1. ward, my old frenemy
Ward Connerly was on the radio this morning, speaking against Senate Bill 185, which would allow public universities in California to consider race as a factor in admissions once again. Recently, Connerly has made headlines via cupcake-based performance art (who knew he and Karen Finely had so much in common?), a story I only caught the tail end of. Mostly, I remember that name from my own UC days.
He was the villain in UCLA’s hottest controversy, which was affirmative action. I started college as a moderate conservative who thought affirmative action was unfair because the only (apparent) beneficiaries I knew had the same upper middleclass upbringing I did. A few years and many consciousness-raising classes disguised as “American lit” courses later, I was attending my first protest ever: a tent city set up in the courtyard between Royce Hall and Powell Library to protest Connerly’s pet proposition, 209.
The night was sparkly. The tents looked like a fairyland in the lamplight of the courtyard. I said a shy hello to some Daily Bruin folks I knew.
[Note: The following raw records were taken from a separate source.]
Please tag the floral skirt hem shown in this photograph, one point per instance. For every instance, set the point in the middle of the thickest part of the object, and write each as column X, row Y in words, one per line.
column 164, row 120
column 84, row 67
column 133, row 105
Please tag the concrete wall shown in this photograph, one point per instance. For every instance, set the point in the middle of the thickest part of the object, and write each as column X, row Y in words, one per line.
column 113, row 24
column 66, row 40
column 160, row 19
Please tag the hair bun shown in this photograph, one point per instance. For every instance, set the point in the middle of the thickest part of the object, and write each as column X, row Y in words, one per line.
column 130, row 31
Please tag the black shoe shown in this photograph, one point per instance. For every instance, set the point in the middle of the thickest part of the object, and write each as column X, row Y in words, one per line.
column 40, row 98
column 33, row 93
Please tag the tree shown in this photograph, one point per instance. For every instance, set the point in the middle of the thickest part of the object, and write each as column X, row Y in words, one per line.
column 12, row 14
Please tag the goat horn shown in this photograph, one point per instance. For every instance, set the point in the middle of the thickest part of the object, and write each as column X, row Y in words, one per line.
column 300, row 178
Then, as far as I can remember, I just stood around for a while.
It was the start of a sporadic and unimpressive track record as an activist. I can count three protests I’ve been to since then, and two of those were against Prop. 8. For some reason I feel like it doesn’t quite count if the issue affects me directly, though of course political movements are most effective when led by people full of righteous anger.
I was curious what I’d think of Connerly now. A cynical part of me wonders if my collegiate activism—which mostly took the form of seeing Rent a lot and having long arguments with my dad, in which I tried to explain to him why he was The Man and not in a good way—was just an attempt to be cool. My peers in Manhattan Beach had opposed affirmative action, so I did too; when I got new peers, I went along with them.
2. remind me to tell you about the essay i wrote comparing “a dream deferred” to drill team tryouts
To my relief, Ward Connerly still pissed me off, especially when he told his own story of going to community college and a Cal State because he couldn’t afford a UC, even though he had the grades. The implication was, If I can pull myself up by my bootstraps, so can you.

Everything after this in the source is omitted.